Austrian economist Ludwig von Mises called it time preference. That is, the assumption that, all else being equal, people prefer attainment of a given end sooner rather than later. People prefer present satisfaction over future satisfaction.
These days’ people’s time preference is instant. They want instant gratification. Mises called this high time preference.
Obviously, the discipline of saving and investing doesn’t conform to such a high time preference. Nonetheless, people also want more…lots more. More stuff, nicer, things, a bigger house, exotic vacations.
But to enjoy greater consumption, people must first produce. The cost of production takes time. It also takes sacrifice. Mises called the willingness to sacrifice present consumption for greater future consumption, a low time preference. The result of having a low time preference is increased savings.

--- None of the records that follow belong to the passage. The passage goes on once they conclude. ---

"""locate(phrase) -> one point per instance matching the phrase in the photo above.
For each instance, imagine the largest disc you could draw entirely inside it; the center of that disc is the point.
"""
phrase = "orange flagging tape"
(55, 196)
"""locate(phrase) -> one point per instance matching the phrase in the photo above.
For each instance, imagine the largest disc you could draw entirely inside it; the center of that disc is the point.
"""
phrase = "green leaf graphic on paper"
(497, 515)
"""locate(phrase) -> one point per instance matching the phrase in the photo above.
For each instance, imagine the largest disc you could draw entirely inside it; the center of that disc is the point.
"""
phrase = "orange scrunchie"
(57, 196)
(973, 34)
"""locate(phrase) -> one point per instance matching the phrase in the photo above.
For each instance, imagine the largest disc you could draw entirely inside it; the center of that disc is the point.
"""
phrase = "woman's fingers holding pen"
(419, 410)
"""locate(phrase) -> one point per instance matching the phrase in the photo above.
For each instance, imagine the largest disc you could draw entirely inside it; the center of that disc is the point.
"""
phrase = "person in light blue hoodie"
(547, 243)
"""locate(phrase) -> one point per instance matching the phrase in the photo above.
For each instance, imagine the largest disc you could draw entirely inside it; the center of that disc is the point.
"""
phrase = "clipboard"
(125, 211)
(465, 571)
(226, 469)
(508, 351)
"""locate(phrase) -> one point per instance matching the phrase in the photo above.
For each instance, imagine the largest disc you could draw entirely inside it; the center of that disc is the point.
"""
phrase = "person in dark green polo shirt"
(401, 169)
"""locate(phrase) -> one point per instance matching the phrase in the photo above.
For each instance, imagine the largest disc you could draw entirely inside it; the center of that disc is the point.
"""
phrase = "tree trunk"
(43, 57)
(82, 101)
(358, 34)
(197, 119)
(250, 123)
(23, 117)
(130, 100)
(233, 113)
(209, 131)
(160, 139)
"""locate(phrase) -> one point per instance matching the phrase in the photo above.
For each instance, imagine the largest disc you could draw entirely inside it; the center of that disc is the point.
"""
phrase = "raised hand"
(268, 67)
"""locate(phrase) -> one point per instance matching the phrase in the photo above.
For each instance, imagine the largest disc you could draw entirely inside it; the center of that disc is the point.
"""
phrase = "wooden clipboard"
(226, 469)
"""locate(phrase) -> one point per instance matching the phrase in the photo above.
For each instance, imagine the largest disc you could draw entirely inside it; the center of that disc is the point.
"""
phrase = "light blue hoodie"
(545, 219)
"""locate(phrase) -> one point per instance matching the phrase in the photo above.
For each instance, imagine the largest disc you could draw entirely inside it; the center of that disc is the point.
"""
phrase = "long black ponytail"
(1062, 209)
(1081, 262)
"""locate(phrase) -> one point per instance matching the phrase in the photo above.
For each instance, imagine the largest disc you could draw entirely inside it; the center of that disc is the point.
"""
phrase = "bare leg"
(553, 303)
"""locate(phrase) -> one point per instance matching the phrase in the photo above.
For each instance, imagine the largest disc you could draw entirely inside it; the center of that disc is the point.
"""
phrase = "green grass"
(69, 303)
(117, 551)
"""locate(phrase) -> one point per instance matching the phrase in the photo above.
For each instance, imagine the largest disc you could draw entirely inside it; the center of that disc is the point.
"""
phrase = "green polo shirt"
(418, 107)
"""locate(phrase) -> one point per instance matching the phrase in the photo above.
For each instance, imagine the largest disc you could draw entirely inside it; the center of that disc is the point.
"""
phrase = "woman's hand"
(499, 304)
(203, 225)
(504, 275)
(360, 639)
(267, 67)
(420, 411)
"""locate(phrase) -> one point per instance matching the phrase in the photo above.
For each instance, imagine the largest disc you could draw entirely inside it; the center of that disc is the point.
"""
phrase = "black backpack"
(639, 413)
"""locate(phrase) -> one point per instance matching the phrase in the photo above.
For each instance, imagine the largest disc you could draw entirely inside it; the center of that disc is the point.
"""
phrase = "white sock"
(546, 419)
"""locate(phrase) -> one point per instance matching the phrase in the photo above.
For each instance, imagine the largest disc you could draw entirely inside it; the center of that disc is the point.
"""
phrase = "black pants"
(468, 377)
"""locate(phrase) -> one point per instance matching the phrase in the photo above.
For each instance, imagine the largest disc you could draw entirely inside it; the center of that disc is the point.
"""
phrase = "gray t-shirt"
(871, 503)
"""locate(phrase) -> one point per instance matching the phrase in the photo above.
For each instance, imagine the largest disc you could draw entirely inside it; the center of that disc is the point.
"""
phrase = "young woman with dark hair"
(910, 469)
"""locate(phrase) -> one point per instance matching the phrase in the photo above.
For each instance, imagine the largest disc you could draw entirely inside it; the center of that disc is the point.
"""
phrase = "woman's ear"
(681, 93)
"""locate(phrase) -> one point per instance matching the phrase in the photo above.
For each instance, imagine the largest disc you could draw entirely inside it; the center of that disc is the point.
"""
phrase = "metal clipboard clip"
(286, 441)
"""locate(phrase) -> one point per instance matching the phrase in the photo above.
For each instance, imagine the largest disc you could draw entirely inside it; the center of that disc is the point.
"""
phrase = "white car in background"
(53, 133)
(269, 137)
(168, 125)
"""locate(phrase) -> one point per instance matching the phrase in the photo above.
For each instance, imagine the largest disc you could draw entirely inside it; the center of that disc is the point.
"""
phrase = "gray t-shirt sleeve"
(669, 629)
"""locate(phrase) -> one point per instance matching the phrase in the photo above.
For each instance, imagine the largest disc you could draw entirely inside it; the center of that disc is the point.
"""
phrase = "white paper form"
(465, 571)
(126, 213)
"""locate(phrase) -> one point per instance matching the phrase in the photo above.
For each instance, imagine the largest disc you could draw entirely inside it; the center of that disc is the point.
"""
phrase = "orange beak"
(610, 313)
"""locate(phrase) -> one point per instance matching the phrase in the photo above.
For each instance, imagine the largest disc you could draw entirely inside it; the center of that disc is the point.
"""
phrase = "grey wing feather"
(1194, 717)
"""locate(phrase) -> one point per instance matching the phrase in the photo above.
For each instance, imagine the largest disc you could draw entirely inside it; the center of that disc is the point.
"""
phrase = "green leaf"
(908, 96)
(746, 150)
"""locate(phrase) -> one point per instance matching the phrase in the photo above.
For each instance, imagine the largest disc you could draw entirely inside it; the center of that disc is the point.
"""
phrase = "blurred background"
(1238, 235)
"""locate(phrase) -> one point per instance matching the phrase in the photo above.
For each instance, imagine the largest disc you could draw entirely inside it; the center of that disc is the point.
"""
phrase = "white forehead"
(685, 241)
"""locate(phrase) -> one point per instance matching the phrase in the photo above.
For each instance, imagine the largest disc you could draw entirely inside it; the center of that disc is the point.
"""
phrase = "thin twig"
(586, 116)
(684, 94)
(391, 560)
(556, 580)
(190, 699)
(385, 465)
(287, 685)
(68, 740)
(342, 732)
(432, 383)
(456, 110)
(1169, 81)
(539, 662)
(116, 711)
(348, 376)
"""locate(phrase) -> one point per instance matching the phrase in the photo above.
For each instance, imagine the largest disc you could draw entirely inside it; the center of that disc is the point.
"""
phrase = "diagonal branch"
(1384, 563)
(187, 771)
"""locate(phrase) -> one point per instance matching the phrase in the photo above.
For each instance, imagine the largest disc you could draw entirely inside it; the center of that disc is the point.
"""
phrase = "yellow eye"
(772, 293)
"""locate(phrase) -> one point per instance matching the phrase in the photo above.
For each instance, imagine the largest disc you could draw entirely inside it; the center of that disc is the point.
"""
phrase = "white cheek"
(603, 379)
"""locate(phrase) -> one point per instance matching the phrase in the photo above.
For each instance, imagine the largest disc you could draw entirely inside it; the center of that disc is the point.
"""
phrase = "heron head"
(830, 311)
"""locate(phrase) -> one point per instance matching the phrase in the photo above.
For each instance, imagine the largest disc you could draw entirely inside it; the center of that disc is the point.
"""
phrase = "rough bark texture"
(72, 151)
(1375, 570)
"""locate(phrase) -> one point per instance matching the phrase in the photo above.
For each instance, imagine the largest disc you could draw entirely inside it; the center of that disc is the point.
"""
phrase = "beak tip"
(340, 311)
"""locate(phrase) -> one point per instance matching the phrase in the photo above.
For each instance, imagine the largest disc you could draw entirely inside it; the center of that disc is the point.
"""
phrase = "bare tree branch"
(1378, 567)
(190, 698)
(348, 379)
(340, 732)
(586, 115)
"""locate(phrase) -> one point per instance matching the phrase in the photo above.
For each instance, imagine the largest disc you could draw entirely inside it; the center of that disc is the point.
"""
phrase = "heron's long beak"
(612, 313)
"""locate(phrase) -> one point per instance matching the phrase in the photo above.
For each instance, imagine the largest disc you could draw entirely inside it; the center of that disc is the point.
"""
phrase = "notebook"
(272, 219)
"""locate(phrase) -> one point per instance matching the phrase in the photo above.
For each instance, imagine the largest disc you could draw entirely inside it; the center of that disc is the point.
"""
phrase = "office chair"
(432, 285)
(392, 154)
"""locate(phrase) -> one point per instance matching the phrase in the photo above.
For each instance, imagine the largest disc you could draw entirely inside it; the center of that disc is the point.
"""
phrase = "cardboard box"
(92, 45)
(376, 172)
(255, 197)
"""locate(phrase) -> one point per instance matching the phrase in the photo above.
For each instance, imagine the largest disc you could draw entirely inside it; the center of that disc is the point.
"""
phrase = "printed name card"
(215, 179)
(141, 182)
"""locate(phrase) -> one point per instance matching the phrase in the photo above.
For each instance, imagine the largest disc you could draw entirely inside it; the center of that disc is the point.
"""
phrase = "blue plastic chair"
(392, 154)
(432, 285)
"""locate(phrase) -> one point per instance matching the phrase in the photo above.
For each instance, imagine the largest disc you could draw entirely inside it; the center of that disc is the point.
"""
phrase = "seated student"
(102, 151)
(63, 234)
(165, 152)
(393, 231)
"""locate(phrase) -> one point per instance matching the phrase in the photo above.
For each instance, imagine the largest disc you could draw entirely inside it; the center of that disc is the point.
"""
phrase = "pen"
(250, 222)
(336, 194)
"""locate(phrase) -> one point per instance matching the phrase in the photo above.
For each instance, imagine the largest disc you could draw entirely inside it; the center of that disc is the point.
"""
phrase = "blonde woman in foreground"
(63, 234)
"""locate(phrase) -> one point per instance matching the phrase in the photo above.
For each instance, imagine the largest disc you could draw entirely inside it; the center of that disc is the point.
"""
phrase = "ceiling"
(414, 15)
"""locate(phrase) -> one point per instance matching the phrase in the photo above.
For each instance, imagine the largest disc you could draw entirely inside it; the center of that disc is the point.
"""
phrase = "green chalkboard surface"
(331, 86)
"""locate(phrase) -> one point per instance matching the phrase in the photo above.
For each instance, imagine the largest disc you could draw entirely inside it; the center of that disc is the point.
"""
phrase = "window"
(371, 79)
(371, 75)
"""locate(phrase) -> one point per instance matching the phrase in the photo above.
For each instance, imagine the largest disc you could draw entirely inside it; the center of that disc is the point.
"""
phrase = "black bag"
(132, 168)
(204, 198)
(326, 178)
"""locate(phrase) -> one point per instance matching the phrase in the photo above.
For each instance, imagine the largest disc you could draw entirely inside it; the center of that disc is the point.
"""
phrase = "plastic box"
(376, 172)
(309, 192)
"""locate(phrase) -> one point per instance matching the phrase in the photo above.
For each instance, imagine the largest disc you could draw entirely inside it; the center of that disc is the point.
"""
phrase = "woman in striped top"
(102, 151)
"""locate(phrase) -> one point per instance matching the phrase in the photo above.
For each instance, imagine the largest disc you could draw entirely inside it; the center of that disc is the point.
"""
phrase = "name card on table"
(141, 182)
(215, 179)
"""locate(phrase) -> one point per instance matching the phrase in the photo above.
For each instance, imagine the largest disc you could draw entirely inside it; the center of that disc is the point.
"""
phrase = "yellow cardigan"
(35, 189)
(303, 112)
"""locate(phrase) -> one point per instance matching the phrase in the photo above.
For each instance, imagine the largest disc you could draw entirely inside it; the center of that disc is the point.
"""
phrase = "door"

Low time preference people (i.e. savers), are critical to the process of wealth generation and the strength of capital markets. Without them money would be instantly spent and capital would not be available to improve production. Businesses would not have the credit needed to expand operations and develop new markets.
Improving Upon the Business Cycle
Mises also recognized that the expansion of bank credit produces distortions in the economy. The additional flow of credit based money, pyramided off of savings deposits, makes it appear that more means exist for current production than are actually sustainable. The economy puts the credit to use and a boom ensues.
Businesses take the false signals of the stimulated demand and adjust their production to meet it. Sometimes a mania follows. Yet, eventually, the whole economy becomes overextended and the economic boom turns to bust.
The bust part of the cycle, while disruptive, is healthy for the economy. It keeps the economy and financial system in check. The bust keeps the economy from getting too far ahead of the capital base. It corrects the mistakes and malinvestments of the boom.
Central bankers, however, think they can improve upon the business cycle. They want day without night. They want spring without winter. They want yang without yin. They want consumption without sacrifice. What we mean is they want boom without bust.
Once bankers have extended credit to too many people to pursue ventures that should never have been undertaken, central bankers step in and bailout the bankers. Massive amounts of loans go bad, yet the banks stay in business.
In the United States, the Federal Reserve gives the banks money for practically free. The banks, in turn, loan it to the government in the form of Treasury purchases. The banks collect the spread and recapitalize their balance sheets. On the surface, there appears to be no consequences…
But there are consequences…
Open Season on Savers
If you hadn’t noticed, it’s open season on savers…and not just in Cyprus. Here in the U.S. savers are being hunted like wild boar. They don’t stand a chance.
For example, the Fed’s pushed the yield on the 10-Year Treasury note below the rate of inflation. This means Treasuries are certificates of guaranteed confiscation. Moreover, when rates begin to rise, Treasury investors will be completely shredded.
Certificates of deposit are a disaster too. A 12-month CD from Bank of America is currently paying 0.2 percent annually. The consumer price index over the last 12-months is up 2 percent. That means a CD pays a negative real yield of 1.8 percent.
Then there’s the downright disgraceful yield from savings accounts. A regular savings account from Bank of America currently pays an annual yield of 0.01 percent. After inflation, the loss from keeping money in the bank is nearly as bad as stuffing it in the mattress.
Yes, savers are under assault. Unfortunately, those with low time preference are being punished for their prudence. They are being robbed of their time.
Remember, savers don’t just save money so that they can consume more stuff in the future. They sacrifice their time so they may have greater freedom in the future. They do so not for greed but for independence.
If you trade your time for dollars you know what it’s like. You must do things you’d rather not do, to serve people you’d rather not serve, all for the reward of a paycheck. Day after day…year after year…this exhausts ones soul.
Rather than spend time with your family, you must meet clients who disgust you. Rather than travel for recreation, you must travel to meet with corporate officers who want to further squeeze you. Rather than sitting down to read a stimulating book, you must read monotonous reports. Rather than create something exciting and interesting, you must prepare schedules and budgets…and work like crazy not to overrun them.
No doubt, there’re plenty of other things you’d rather do with your time and your life. But you endeavor, and save, so that in the future you have the freedom to do what you want. You see, savings doesn’t merely represent future consumption. It represents past sacrifices made and time traded to accumulate it.
So when the Federal Reserve inflates the money supply and the Treasury devalues the dollar, not only are they covertly stealing money from your bank account…they’re stealing your property, your freedom, and your time.
In other words, they’re stealing your life.